Hana Bank’s $668 million Dunamu deal is turning into a regulatory test case for how far traditional banks can move into Korean crypto infrastructure without tripping the country’s banking-commerce separation logic. Hana agreed to buy about 2.2 million Dunamu shares, or a 6.55% stake, from Kakao Investment for roughly 1 trillion won, which would make it Upbit operator Dunamu’s fourth-largest shareholder. On paper, that is a strategic investment. In practice, it is also a question about whether Korea’s old wall between banking and commerce can handle crypto companies that do not fit neatly into either bucket.

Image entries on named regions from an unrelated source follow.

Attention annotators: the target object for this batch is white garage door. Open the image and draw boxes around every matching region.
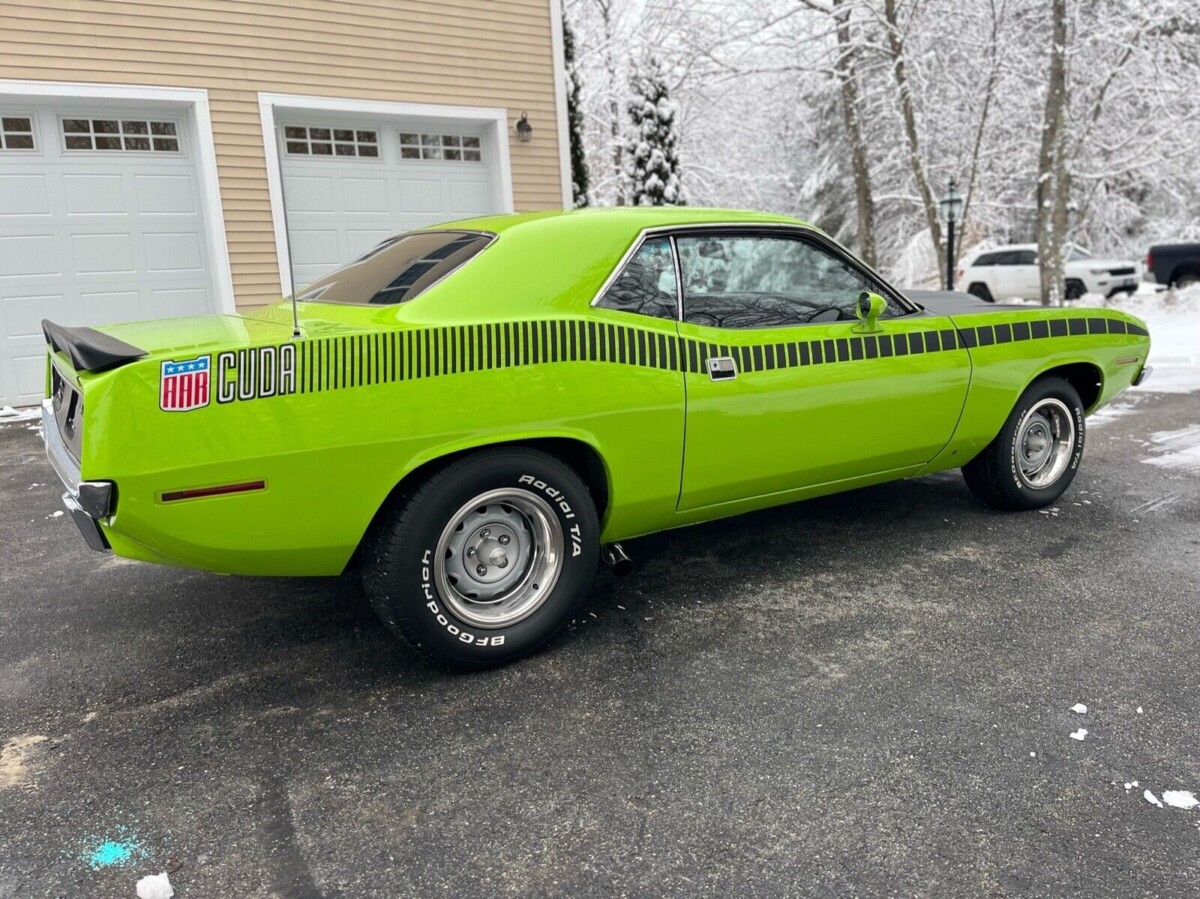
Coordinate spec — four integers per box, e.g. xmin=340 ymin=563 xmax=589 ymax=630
xmin=0 ymin=97 xmax=216 ymax=406
xmin=277 ymin=110 xmax=503 ymax=286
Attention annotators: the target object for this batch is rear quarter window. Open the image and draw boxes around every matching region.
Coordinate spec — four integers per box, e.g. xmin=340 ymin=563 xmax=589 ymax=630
xmin=296 ymin=230 xmax=494 ymax=306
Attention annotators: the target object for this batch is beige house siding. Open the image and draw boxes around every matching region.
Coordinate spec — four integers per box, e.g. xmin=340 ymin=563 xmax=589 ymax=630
xmin=0 ymin=0 xmax=563 ymax=306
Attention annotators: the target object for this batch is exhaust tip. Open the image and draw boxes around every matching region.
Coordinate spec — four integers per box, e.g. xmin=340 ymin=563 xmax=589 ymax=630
xmin=600 ymin=544 xmax=634 ymax=577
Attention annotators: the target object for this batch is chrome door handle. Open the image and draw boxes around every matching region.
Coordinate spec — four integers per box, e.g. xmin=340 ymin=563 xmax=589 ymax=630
xmin=708 ymin=355 xmax=738 ymax=380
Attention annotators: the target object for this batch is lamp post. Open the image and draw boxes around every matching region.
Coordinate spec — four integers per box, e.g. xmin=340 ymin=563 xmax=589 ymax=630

The Financial Services Commission is now reviewing whether buying through Kakao rather than directly from Dunamu changes anything under the separation framework. The important nuance is that the rule is not cleanly written for virtual asset operators: crypto constraints are operating through supervisory policy and interpretation rather than explicit statute. That makes the deal more than a bank investment story. It is a live boundary-setting moment for Korea’s finance-to-crypto pipeline, alongside Mirae’s Korbit acquisition and OKX/Korea Investment talks around Coinone.

Official DART filing table showing Hana Bank acquisition details for Dunamu shares

That matters because stablecoin-adjacent rails are not just trading add-ons anymore; they are part of the plumbing layer stablecoins have been building, which is exactly why banks want exposure before the rules are fully settled.

If regulators let it through, banks get a clearer path into exchange infrastructure and stablecoin-adjacent rails. If they push back, the market gets a warning that crypto equity exposure still sits in a gray zone, even when the buyer is a regulated financial heavyweight and the exchange operator is already central to domestic market structure.